Rachel Lucas talks about an English woman who was prosecuted for assault because she dealt with some hooligans who had been vandalizing a war memorial.  In the United States, I doubt, given the circumstances in the UK in regards to crime, you could find a jury who would be willing to convict this woman of anything.  This is why juries are important to any proper system of justice.

Many people may be technically guilty of a crime, but the rule of law itself is undermined if it’s applications don’t reflect the attitudes and values of the community it’s supposed to be protecting.

5 thoughts on “Why Juries are Important”

  1. Don’t they have jury nullification in jolly olde england? Small “e” intended, as they have become a very small “e”, and are we going to have to go over and save them just from themselves this time?

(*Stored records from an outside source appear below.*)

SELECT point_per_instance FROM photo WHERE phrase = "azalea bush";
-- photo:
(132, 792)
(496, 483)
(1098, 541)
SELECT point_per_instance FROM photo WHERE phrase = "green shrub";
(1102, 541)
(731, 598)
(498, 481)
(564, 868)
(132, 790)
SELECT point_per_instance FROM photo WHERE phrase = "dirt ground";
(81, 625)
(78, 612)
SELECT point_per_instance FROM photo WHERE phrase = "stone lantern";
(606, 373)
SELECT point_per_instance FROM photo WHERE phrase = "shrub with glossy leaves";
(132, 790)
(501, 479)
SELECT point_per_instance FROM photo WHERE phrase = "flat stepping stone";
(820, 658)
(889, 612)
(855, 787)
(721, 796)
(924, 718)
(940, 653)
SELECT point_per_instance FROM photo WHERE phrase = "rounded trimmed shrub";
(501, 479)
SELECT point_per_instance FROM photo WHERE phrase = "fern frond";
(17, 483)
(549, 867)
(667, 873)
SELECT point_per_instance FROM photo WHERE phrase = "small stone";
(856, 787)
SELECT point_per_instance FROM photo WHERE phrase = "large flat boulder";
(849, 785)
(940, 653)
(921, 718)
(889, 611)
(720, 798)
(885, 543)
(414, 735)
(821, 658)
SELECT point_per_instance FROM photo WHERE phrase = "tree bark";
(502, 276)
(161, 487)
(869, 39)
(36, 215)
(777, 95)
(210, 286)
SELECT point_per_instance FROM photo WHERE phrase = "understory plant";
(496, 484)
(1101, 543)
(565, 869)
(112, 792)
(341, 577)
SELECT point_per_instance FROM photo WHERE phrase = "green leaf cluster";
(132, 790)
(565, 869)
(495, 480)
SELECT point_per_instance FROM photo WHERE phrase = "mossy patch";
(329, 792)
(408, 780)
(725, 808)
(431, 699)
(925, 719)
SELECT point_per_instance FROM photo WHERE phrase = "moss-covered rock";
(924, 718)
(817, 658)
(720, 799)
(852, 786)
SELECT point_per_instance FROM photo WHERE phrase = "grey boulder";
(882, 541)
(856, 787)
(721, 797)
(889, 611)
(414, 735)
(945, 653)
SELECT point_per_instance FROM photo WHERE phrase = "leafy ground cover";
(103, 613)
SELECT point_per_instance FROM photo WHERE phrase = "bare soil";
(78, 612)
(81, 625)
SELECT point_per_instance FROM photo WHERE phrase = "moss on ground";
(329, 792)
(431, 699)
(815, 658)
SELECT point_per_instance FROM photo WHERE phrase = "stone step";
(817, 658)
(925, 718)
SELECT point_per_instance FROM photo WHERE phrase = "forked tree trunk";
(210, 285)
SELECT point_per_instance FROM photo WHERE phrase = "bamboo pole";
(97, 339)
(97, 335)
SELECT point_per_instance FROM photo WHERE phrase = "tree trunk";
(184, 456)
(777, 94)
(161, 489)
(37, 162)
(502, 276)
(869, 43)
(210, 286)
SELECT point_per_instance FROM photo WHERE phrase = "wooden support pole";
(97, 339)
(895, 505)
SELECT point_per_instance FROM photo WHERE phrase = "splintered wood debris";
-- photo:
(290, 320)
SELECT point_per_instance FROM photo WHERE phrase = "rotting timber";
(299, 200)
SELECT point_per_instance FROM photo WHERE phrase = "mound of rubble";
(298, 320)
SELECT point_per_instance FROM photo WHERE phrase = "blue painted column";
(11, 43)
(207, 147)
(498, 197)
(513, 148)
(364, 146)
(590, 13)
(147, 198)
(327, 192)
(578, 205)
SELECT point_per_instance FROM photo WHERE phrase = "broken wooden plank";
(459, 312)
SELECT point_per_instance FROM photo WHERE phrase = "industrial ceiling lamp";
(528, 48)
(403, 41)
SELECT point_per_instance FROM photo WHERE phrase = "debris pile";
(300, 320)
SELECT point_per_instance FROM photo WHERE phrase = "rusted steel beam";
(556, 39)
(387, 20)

  2. It’s incredible to me that some of the people over at Rachel’s place are actually defending the prosecution of the pensioner on, “Keep your hands off my kids!” grounds.

    Sorry, folks, but if both you and the police fail to control your kids, then the rest of society has the moral right to do it for you. If that means cuffing around Mommy’s Dearest to prevent him from destroying property, so be it.

  3. Juries in England and Wales work pretty much the same way they do here, except for, in some cases, being able to convict someone with a non-unanimous vote of 10-2.

    In Scotland, juries operate by simple majorities, but if you can get a majority of your jurors to agree with you, you can nullify.

    Jury nullification doesn’t really exist anywhere explicitly. It’s implicit in how juries operate. Their word is final on matters of guilt and innocence.

  4. BC,

    I actually agree she lost her shit, but put me on a jury and I’m not convicting her of squat. If she had beat the kid to a bloody pulp, that would have been one thing, but meting out some corporal punishment that results in no enduring harm…. yeah, it might be technically illegal, but not inappropriate under the circumstances.